According to the NCAA conclusions and sanctions, the Freeh Report “presents an unprecedented failure of institutional integrity leading to a culture in which a football program was held in higher esteem than the values of the institution, the values of the NCAA, the values of higher education, and most disturbingly the values of human decency.”
The NCAA got it right when they attacked the culture as being at the root of the problem. Sexual abuse in sports is, unfortunately, common. USA Swimming, the national body that governs competitive swimming, has recently faced criticism as several sanctioned coaches were revealed to be predators: Chris Wheat in Indiana was accused of fondling a young girl he was coaching, and Jesse Stovall, of Florida, was penalized after he was convicted of having sex with an underage swimmer.
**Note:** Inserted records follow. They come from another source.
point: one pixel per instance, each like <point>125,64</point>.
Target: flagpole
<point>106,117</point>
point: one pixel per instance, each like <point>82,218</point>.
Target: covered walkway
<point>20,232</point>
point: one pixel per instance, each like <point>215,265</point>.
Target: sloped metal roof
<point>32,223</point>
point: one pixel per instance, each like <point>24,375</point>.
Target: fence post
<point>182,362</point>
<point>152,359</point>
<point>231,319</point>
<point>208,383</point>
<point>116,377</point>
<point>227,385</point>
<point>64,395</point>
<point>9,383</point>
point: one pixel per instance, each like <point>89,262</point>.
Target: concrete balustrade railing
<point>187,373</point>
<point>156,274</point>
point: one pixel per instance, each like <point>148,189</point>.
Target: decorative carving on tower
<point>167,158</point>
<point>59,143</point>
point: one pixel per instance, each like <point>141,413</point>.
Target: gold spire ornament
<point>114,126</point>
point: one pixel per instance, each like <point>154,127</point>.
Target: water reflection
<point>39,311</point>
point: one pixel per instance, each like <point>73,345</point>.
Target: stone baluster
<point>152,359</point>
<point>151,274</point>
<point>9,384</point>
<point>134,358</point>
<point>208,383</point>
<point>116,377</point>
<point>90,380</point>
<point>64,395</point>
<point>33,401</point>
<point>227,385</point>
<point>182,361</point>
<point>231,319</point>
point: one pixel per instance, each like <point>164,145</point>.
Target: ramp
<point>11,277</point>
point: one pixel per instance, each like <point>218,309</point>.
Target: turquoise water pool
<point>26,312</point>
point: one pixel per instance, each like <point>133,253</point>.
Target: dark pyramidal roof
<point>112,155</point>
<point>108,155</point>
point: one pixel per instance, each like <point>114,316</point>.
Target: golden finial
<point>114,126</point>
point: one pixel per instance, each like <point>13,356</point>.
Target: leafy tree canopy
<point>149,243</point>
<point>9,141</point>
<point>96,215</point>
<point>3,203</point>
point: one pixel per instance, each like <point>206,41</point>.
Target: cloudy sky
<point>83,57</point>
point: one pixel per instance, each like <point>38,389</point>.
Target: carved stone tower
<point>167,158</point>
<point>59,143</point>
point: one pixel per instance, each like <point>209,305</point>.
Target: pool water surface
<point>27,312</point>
It’s not just children who get abused: women are constantly coming forward to talk about being sexually assaulted by star student athletes and having their cases hushed up by university administrations desperate for the revenue brought in by sports. College athletics in Division I schools are big money, and the effects of that money trickles down to the academic programs and to the community. There are countless businesses in the areas surrounding these Div I schools that rely on the influx of people going to games.
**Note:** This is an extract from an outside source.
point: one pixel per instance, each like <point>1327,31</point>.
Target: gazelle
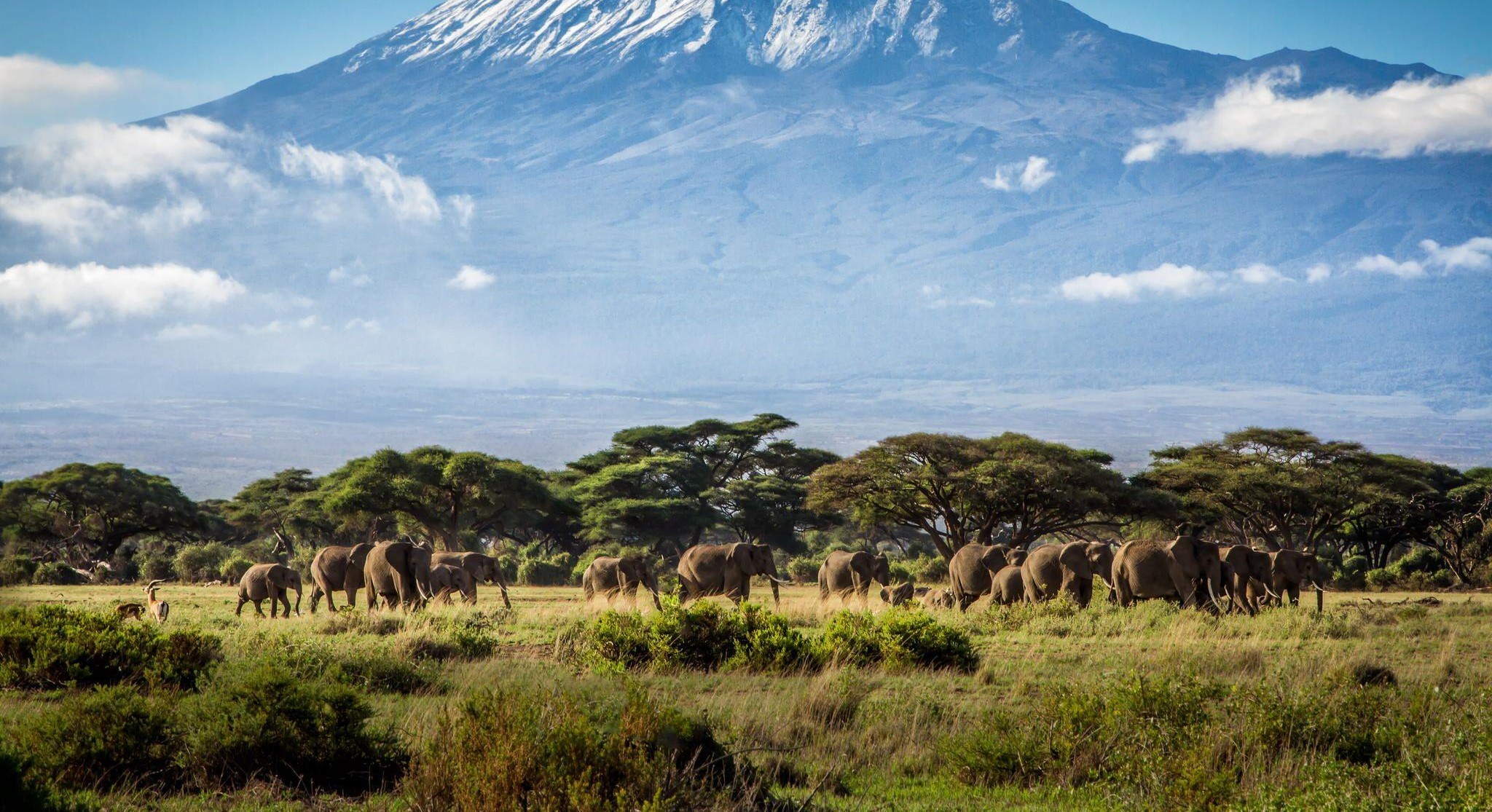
<point>159,608</point>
Many of the people who have been publicly opposed to this decision focus on the fact that this hurts the entire Penn State community, not just the people who were actively involved in covering it up. To those people: all are complicit in creating a culture where it’s even feasible to stop and think about whether or not you should expose a child molester, let alone deciding to look the other way. The people who were actively responsible have been brought up on charges. They do bear the brunt of the punishment, as well they should. The NCAA is not trying to just be punitive, they are trying to take active steps to change the environment of college athletics, and they should be commended for that.
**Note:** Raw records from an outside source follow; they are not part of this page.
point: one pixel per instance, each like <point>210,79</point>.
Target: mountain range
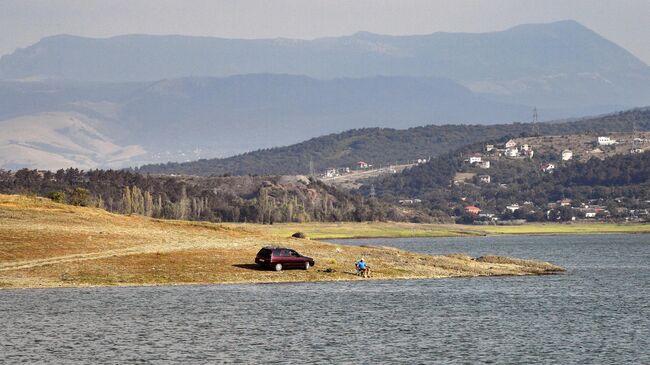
<point>178,98</point>
<point>388,146</point>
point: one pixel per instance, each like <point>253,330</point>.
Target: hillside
<point>560,65</point>
<point>59,140</point>
<point>179,99</point>
<point>541,188</point>
<point>45,244</point>
<point>189,118</point>
<point>384,146</point>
Sports are important. They’re not just games–sports, politics and cultural change have long been intertwined. If you don’t believe that, I beg you to check out books by Dave Zirin, a sportswriter who focuses on this topic, or his thought-provoking blog, The Edge of Sports. (As an aside, I was shocked to read his take on the NCAA sanctions–for someone who focuses on cultural implications of sports, he doesn’t seem to see how this is about more than punishment.) Can we deny that Jackie Robinson, the first person of color to play Major League Baseball, is a civil rights leader? Or can we deny the powerful statement made in the 1968 Olympics, when black American medalists Tommie Smith and John Carlos raised their fists to show their support for the civil rights movement? What about Title IX, which energized the women’s rights movement and allowed thousands of women to pay for college on athletic scholarships that would not have existed otherwise?
This is not just a story about a sports team in Pennsylvania. This is one of the biggest, most influential organizations in the United States firmly declaring that we need to take a stand against the culture of sports. We let our heroes get away with sexual assault and that trickles down through universities and into our culture, perpetuating the cycle of rape and abuse, and kudos to the NCAA for recognizing that.